Wang Kevin Y, Suresh Krishna V, Mo Kevin, Harris Andrew B, Marrache Majd, Kebaish Khaled M
Department of Orthopaedic Surgery, The Johns Hopkins University, Baltimore, Maryland, USA.
Department of Orthopaedic Surgery, The Johns Hopkins University, Baltimore, Maryland, USA.
World Neurosurg. 2022 May;161:e18-e24. doi: 10.1016/j.wneu.2021.10.125. Epub 2021 Oct 21.
To determine the association of preoperative hyponatremia with short-term postoperative complications and health care utilization (length of stay, readmissions) after anterior cervical fusion and discectomy (ACDF).

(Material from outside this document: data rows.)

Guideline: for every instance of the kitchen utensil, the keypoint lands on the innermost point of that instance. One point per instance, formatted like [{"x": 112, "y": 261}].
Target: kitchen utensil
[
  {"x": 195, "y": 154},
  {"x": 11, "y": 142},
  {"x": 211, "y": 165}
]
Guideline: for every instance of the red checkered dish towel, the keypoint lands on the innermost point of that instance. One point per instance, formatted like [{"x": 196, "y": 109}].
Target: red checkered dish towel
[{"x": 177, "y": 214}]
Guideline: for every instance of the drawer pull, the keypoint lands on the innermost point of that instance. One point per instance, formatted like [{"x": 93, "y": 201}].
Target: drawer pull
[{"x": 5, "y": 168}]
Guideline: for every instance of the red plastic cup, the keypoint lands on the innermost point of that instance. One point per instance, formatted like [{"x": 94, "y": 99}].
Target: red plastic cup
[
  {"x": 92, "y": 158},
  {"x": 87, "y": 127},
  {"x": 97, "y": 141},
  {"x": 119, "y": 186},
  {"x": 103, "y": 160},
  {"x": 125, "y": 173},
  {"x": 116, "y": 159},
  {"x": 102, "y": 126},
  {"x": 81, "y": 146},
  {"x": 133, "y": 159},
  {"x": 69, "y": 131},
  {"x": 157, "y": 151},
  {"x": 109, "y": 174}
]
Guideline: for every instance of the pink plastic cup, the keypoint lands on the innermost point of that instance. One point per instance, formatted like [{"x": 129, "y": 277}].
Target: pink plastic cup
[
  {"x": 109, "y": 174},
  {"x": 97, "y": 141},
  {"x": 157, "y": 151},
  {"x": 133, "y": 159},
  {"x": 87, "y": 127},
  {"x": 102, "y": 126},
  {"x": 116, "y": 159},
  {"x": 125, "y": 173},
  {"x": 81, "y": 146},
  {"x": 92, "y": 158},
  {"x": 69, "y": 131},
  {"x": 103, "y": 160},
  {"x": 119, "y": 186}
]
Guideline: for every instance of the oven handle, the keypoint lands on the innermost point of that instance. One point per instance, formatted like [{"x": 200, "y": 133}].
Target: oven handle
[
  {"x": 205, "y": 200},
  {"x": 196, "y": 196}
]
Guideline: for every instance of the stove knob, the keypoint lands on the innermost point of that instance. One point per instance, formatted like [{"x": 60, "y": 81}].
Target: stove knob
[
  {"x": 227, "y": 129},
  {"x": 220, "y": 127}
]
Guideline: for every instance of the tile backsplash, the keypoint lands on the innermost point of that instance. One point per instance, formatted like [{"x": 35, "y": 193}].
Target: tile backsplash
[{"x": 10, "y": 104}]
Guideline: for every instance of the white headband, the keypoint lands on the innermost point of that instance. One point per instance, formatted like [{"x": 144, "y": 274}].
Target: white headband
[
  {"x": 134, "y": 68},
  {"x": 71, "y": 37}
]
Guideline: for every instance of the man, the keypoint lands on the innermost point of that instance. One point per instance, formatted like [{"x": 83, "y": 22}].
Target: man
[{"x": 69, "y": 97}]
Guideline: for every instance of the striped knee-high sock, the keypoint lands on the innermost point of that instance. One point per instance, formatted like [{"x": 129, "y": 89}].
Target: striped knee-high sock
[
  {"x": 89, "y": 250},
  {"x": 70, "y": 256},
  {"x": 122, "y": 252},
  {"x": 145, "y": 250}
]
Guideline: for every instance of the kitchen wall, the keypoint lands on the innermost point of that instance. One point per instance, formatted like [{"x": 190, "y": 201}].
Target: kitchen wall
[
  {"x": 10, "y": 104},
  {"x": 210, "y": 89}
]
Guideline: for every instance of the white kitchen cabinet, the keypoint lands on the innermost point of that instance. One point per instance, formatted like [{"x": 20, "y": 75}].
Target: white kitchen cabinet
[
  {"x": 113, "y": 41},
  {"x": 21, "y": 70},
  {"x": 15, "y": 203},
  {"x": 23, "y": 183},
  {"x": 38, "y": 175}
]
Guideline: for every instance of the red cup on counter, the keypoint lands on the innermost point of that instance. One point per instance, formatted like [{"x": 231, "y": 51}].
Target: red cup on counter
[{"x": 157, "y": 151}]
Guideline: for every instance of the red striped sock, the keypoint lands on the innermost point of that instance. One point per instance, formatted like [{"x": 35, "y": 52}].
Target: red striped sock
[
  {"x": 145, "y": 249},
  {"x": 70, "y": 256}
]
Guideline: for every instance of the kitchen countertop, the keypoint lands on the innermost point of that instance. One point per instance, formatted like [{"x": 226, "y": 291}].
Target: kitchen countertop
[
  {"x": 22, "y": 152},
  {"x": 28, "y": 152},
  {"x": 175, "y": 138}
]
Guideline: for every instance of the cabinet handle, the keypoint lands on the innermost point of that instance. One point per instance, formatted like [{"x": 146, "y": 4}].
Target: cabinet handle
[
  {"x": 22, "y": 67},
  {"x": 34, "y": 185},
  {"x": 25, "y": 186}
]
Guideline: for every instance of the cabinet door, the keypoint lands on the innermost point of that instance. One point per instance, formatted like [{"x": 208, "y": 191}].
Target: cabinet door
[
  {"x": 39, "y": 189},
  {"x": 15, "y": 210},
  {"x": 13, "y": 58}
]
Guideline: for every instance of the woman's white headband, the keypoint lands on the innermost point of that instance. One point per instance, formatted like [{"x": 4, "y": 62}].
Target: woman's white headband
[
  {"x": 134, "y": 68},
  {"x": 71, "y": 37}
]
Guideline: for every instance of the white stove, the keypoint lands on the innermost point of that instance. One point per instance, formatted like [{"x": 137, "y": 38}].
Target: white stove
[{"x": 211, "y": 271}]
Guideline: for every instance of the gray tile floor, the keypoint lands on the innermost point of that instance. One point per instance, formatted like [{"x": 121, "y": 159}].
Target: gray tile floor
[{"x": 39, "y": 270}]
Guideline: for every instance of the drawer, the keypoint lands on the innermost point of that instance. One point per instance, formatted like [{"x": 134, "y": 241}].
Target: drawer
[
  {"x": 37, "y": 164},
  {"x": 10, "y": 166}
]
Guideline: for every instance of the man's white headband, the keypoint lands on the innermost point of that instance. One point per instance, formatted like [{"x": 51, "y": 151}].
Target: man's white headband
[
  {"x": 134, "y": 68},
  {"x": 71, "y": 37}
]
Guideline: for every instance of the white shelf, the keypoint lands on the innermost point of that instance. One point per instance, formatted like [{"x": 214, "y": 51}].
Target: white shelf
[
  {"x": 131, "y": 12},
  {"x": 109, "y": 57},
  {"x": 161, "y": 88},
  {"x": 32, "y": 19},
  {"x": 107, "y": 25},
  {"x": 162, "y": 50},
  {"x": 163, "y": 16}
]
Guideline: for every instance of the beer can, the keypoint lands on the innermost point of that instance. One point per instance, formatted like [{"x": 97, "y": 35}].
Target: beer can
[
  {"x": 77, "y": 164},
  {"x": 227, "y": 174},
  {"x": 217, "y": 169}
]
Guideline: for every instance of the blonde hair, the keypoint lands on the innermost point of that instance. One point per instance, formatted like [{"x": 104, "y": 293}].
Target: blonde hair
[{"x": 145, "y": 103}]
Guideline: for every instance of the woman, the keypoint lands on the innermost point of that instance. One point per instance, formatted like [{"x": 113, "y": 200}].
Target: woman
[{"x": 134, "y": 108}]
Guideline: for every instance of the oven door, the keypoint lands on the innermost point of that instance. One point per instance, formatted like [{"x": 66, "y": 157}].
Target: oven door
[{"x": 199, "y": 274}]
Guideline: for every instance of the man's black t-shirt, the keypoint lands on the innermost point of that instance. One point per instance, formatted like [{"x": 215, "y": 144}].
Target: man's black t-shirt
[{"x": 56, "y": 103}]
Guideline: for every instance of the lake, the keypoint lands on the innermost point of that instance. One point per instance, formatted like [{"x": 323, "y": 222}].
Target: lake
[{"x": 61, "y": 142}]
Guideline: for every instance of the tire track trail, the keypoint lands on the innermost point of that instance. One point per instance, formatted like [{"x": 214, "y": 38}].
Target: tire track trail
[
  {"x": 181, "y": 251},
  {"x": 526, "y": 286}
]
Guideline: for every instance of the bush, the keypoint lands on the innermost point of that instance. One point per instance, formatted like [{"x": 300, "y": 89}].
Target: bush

Patients who underwent ACDF were identified in the American College of Surgeons National Surgical Quality Improvement Program database. Patients who had revision surgery, trauma, vertebral malignancy, or infection were excluded. Eunatremia was defined as sodium (Na) level between 135 and 145 mEq/L, whereas hyponatremia was defined as Na < 135 mEq/L. Preoperatively, patients with hyponatremia were matched 1:1 with patients with eunatremia using propensity score matching based on age, sex, American Society of Anesthesiologists score, and baseline comorbidities. Minor adverse events included superficial infection, dehiscence, urinary tract infection, pneumonia, and renal insufficiency or failure. Serious adverse events included deep wound infection, reintubation, pulmonary embolism, cerebrovascular accident, cardiac arrest, deep vein thrombosis, sepsis, return to operating room, and death within 30 days. Complications were analyzed using bivariate and logistic analysis with significance set at P < 0.05.
Of the 9094 patients undergoing ACDF, 3.64% (n = 331) were preoperatively hyponatremic. Preoperative hyponatremia was an independent risk factor for postoperative pneumonia after ACDF (odds ratio [OR], 4.47; P = 0.020) and extended length of hospital stay >1 SD above the mean (OR, 1.71; P = 0.042). Preoperative hyponatremia was an independent risk factor for having a serious adverse event (OR, 2.40; P = 0.005) and any adverse event (OR, 2.44; P = 0.009).
Preoperative hyponatremia is an independent risk factor for pneumonia and prolonged length of stay after ACDF.
确定颈椎前路融合与椎间盘切除术(ACDF)术前低钠血症与术后短期并发症及医疗资源利用(住院时间、再入院情况)之间的关联。
在美国外科医师学会国家外科质量改进计划数据库中识别接受ACDF手术的患者。排除接受翻修手术、创伤、椎体恶性肿瘤或感染的患者。血钠正常定义为钠(Na)水平在135至145 mEq/L之间,而低钠血症定义为Na < 135 mEq/L。术前,基于年龄、性别、美国麻醉医师协会评分和基线合并症,采用倾向评分匹配法将低钠血症患者与血钠正常患者按1:1进行匹配。轻微不良事件包括浅表感染、切口裂开、尿路感染、肺炎以及肾功能不全或衰竭。严重不良事件包括深部伤口感染、再次插管、肺栓塞、脑血管意外、心脏骤停、深静脉血栓形成、脓毒症、返回手术室以及30天内死亡。采用双变量分析和逻辑分析对并发症进行分析,显著性设定为P < 0.05。
在9094例接受ACDF手术的患者中,3.64%(n = 331)术前存在低钠血症。术前低钠血症是ACDF术后肺炎的独立危险因素(比值比[OR],4.47;P = 0.020),也是住院时间延长超过均值1个标准差的独立危险因素(OR,1.71;P = 0.042)。术前低钠血症是发生严重不良事件(OR,2.40;P = 0.005)和任何不良事件(OR,2.44;P = 0.009)的独立危险因素。
术前低钠血症是ACDF术后肺炎和住院时间延长的独立危险因素。